How do you stay on top of small cap opportunities?
“We’ve got a strong and experienced team of investment analysts who focus their attention on information technology, healthcare, utilities and financial sectors. I work closely with our sector specialist analysts attending a large number of face to face company meetings each year.
“We also foster close relationships with our investee companies, which means we’re not only learning about the company and industry, but also gaining insights to important information on competitors, suppliers and industry conditions. Our domestic equities teams are very experienced and we really pride ourselves on fundamental analysis and active stock selection.”
What are your thoughts on the concentrated Australian market in terms of the big banks and resources and how is Australian Ethical different?
“The Australian market has long been dominated by resource and banking stocks and this broadly remains the case today. We screen out two of the big four banks and we don’t currently invest in any mining or mining services companies and as I’ve mentioned, we also hold limited exposure to consumer discretionary and non-discretionary stocks.
“Our core differentiator is definitely our ethical screening process and this helps us stand out from the broader market. We’re really proud to be different from other managers and broader market indices with our unique focus on healthcare, information technology and renewable energy investments.”
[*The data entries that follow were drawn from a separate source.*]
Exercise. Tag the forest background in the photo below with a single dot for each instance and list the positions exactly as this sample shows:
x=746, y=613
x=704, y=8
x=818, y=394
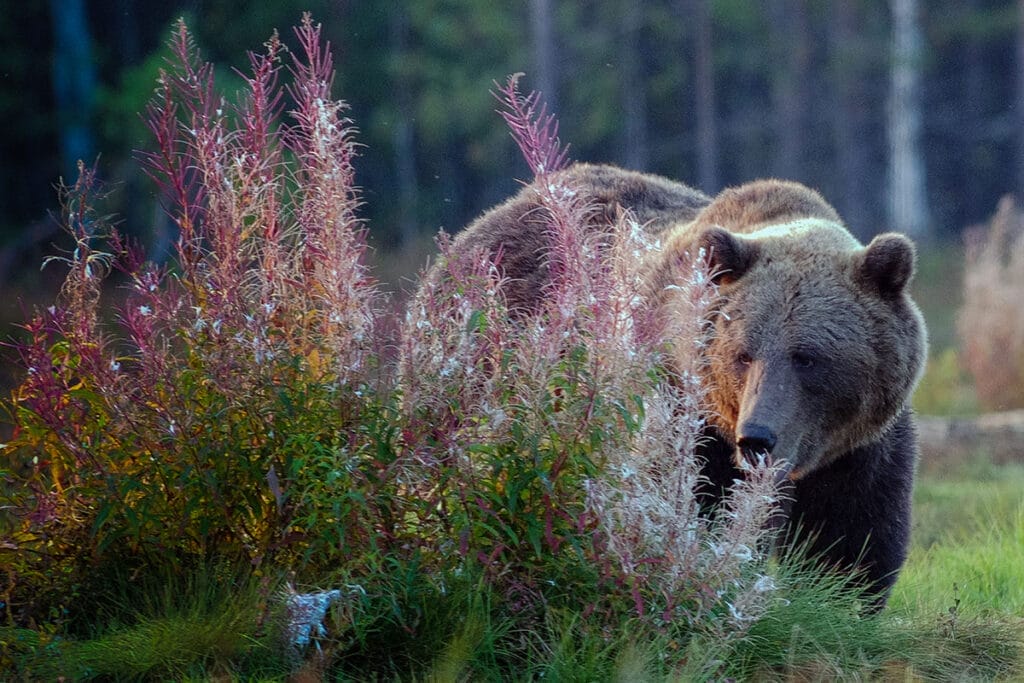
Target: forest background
x=906, y=116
August 2017 marked another 10 year anniversary, the start of the global financial crisis. How did the Fund maintain its strong performance throughout this period?
“Our Ethical Charter’s positive and negative screens provided a shield from the brunt of the GFC’s sell-off. This was largely due to the Charter’s guidance towards defensive sectors like healthcare and utilities and restricted exposure to cyclical industries. In addition we also benefited greatly from favourable stock selection throughout the period.
“Ten years on, we’re incredibly proud that the Fund has consistently delivered strong performance across all market conditions. We think that the Fund remains highly relevant for investors seeking capital growth through an exposure to Australian shares with a longer time frame and a higher risk tolerance.”